1 | INTRODUCTION
Heart failure (HF) is a chronic and complicated syndrome1,2. Although HF treatment has developed, the long-term mortality improves poorly 3-5. More than 1 million of HF patients are hospitalized each year, which almost occupy the top reason for elderly subjects admitted to hospital and account for more than $30 billion of health care expenditure in USA6,7. HF decrease their quality of life (QOL), and effective treatment and care could remarkably alleviate their signs and discomforts 8. Although fostering self-management skills in HF patients seems to be useless to reduce their mortalities, it could improve their QOL and decrease readmission rates9. Surprisingly, the awareness rate of HF is much lower than that of expected in these patients, even those who have recurrent HF symptoms and follow the medical instructions for many years10,11. Meanwhile, most HF patients usually feel unprepared to manage their life styles at home 8.
Fluid management plays a pivotal role in the self-care of HF patients, which could avoid the recurrent dyspnea symptoms 1,2. However, an effective fluid management is a challenging task for HF patients owing to the dynamic fluid status. Evaluation of fluid situation in vivo include monitoring body weight, counting fluid intake and output as well as physical examination (e.g. jugular venous distention, hepatojugular reflux, lung rales and pedal edema). Physical examination usually need the assistance of health care professionals1,2,12. While either in hospital or at home, monitoring body weight and recording fluid changes of intake and output remain two basic issues, especially after HF patients return to their daily life. In fact, it is controversial to regard body weight as a major indicator for fluid evaluation. Because body weight is often affected by many factors, including clothes, diet, testing time, and ambient temperature 13. Additionally, monitoring body weight sometimes is not easy to be performed, especially in those patients who are bedridden for years. Although many clinic guidelines for HF recommend that these patients should record their body weight every day, almost few acute HF accidences are forecasted through monitoring body weight due to the lower sensitivity of weight gain (9%)14.
In addition, there are great differences in the diet compositions and habits between Western and Eastern subjects, causing an inconsistent understanding for water contained in foods. In Western countries, besides common solid and liquid foods, people often consume much semi-solid foods (e.g. purees and gelatin) which contain much water, and fluid in these foods is often calculated and counted13. In China, water in solid foods is also calculated and converted to fluid intake based on the moisture scales of foods following the professional fluid intake recoding schemes15. Additionally, it is awkward that the feces should always be considered. And the differences of ingredients and cooking methods, the irregularity of cognition in HF patients and their family members, and the tedious mode of professional recording scheme could all cause the poor compliance of monitoring fluid intake and output16. Therefore, whether the professional recording scheme could be simplified more easily for the self-management of HF patients at home, should be reconsidered.

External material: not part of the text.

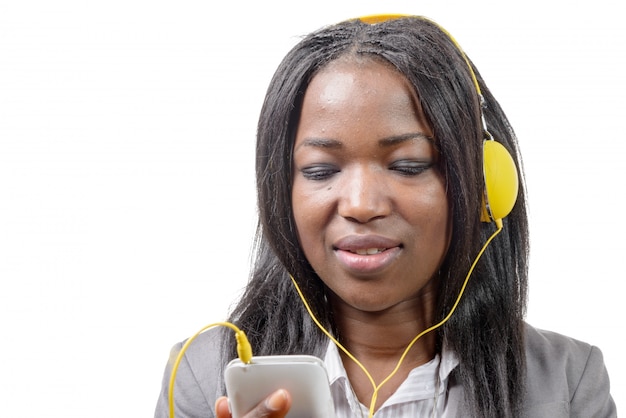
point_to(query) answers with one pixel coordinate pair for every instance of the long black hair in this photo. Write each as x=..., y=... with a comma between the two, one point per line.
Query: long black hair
x=486, y=331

In this study, a simplified recording scheme of fluid intake and output for HF patients was developed, which was safe, efficient and non-inferior to the professional mode in clinical stability, electrolyte imbalances and cardiac functions. This modified fluid recording mode, as an effective supplement to body weight for fluid self-management, might improve their QOL and reduce their recurrent hospitalization times for HF patients.